The U.S. Food and Drug Administration has put the brakes on a clinical study being conducted by Viking Therapeutics. The agency has placed a clinical hold on Viking’s early-stage study of VK0214, the company’s candidate to treat patients with X-linked adrenoleukodystrophy (X-ALD), a rare and often fatal metabolic disorder.
The regulatory body is requesting another preclinical study be done before Viking moves forward.
VIking was under the impression it was running a phase Ib clinical trial, but the FDA is calling it a phase II trial and says the company must run a rodent genotoxicity study before it can continue. The FDA request was not due to any findings from Viking’s ongoing or previous studies.
VIking had planned to do the study prior to phase II, but will move this up due to the FDA’s request. The company expects a short-term delay, but not a long-term impact on the development timeline for the drug. Viking plans to give the FDA the results in Q2, 2022.
X-ALD is characterized by a breakdown in the protective barriers surrounding brain and nerve cells, a process known as demyelination.

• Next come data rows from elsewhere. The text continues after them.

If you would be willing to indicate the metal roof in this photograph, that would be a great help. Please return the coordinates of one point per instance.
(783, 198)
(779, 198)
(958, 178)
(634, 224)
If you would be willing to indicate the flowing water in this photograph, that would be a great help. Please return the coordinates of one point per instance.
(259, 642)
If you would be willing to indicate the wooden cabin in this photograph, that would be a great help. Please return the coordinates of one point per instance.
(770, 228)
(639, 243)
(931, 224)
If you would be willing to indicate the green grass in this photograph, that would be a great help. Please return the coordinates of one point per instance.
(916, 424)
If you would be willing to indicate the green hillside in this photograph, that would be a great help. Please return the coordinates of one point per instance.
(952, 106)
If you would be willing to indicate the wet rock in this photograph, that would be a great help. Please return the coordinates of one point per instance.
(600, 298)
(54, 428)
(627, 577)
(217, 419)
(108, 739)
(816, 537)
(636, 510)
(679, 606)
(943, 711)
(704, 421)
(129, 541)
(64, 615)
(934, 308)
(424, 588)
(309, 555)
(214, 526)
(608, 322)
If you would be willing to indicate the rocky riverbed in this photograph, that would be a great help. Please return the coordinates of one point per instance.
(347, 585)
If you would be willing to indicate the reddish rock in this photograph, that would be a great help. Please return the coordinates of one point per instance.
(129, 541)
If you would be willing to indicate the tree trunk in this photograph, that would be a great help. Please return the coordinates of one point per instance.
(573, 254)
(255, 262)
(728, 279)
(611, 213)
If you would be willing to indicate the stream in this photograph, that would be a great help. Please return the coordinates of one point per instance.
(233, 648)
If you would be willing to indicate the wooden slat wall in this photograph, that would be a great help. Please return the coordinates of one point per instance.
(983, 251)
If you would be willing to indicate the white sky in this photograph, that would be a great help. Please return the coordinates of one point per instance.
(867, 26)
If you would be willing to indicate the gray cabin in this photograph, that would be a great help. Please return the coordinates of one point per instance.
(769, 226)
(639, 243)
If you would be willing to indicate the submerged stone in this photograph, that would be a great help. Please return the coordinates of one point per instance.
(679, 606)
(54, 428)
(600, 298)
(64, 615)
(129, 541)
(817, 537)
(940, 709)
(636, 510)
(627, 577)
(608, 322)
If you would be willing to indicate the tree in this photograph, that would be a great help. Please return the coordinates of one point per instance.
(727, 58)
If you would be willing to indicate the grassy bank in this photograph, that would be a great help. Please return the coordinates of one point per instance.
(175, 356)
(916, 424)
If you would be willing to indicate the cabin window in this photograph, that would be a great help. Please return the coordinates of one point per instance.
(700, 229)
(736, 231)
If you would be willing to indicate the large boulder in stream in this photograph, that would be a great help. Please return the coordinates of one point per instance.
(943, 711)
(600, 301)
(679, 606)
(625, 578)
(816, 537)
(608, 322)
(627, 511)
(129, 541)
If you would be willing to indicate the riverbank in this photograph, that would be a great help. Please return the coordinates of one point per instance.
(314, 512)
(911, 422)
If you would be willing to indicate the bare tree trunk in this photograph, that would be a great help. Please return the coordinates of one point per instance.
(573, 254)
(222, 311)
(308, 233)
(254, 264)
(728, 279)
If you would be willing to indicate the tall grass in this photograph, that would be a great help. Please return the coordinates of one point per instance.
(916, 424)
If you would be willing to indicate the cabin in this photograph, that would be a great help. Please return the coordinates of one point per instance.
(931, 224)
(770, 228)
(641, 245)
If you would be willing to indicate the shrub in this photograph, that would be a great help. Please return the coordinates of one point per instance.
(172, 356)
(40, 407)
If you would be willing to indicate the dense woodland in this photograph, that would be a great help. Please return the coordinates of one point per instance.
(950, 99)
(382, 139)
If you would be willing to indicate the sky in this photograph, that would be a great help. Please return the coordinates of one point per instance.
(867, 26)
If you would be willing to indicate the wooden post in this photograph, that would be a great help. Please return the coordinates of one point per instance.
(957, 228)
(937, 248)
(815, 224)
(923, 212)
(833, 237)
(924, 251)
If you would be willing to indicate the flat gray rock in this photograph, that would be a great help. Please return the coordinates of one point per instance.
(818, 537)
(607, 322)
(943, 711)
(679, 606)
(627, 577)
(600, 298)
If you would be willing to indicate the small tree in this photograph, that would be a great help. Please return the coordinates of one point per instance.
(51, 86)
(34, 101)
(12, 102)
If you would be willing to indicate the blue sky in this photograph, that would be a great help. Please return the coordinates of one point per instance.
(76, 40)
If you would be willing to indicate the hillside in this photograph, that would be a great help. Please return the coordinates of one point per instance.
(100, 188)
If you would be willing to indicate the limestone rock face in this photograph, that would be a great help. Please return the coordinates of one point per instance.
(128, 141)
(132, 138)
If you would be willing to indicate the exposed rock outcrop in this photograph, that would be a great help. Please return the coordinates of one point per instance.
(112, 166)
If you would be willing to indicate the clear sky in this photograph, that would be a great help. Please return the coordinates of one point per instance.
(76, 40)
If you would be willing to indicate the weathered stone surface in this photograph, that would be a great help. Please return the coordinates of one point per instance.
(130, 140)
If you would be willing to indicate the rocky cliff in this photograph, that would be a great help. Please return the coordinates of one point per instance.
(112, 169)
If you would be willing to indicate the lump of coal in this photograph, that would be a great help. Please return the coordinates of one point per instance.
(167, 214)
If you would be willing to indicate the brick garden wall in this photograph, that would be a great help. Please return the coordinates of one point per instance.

There is no approved treatment for the disease, which occurs in approximately 1 in 17,000 births. VK0214 is a novel, orally available small molecule TRβ agonist. It enjoys orphan drug status in the United States for the treatment of X-ALD.
“We look forward to providing the FDA with the requested information in a timely fashion. The current request is in keeping with industry guidance for Phase II studies and is not based on data from previously submitted or ongoing studies. We are confident in the overall safety and potential efficacy profile of VK0214 and expect to submit a response with a goal to resume dosing in the study later this year,” said Viking Chief Executive Officer Brian Lian, Ph.D.
Results from a successful Phase 1 dosing study in healthy individuals showed that VK0214 demonstrated promising safety and tolerability, as well as a predictable mechanism of action. Individuals who received VK0214 saw reductions in low-density lipoprotein cholesterol, triglycerides and apolipoprotein B after 14 days of treatment.
Another drug in Viking’s treatment pipeline is VK2809, a novel, orally available small molecule selective thyroid hormone receptor beta agonist being developed for the treatment of lipid and metabolic disorders. It is currently being evaluated in a study for the treatment of nonalcoholic steatohepatitis and fibrosis (NASH). This is a serious condition in which fat replaces healthy liver tissue in people who consume little or no alcohol.
Earlier this month, Viking announced the start of the first in-human clinical trial for VK2375, a novel therapeutic in development for the potential treatment of various metabolic disorders, and a third candidate in the treatment pipeline.
The results of in vivo studies were recently presented at ObesityWeek 2021, highlighting the encouraging effects observed after treatment with VK2735 as well as other compounds from the series. Compared with control cohorts, data showed improvements in the metabolic profile of diet-induced obese mice treated with Viking’s compounds.
Following this announcement, Lian stated, “The initiation of clinical development with VK2375 is an important milestone for Viking, as it represents our first internally developed program to reach the clinic and serves to further enhance our position as a leader in the development of novel therapeutics for metabolic disorders.”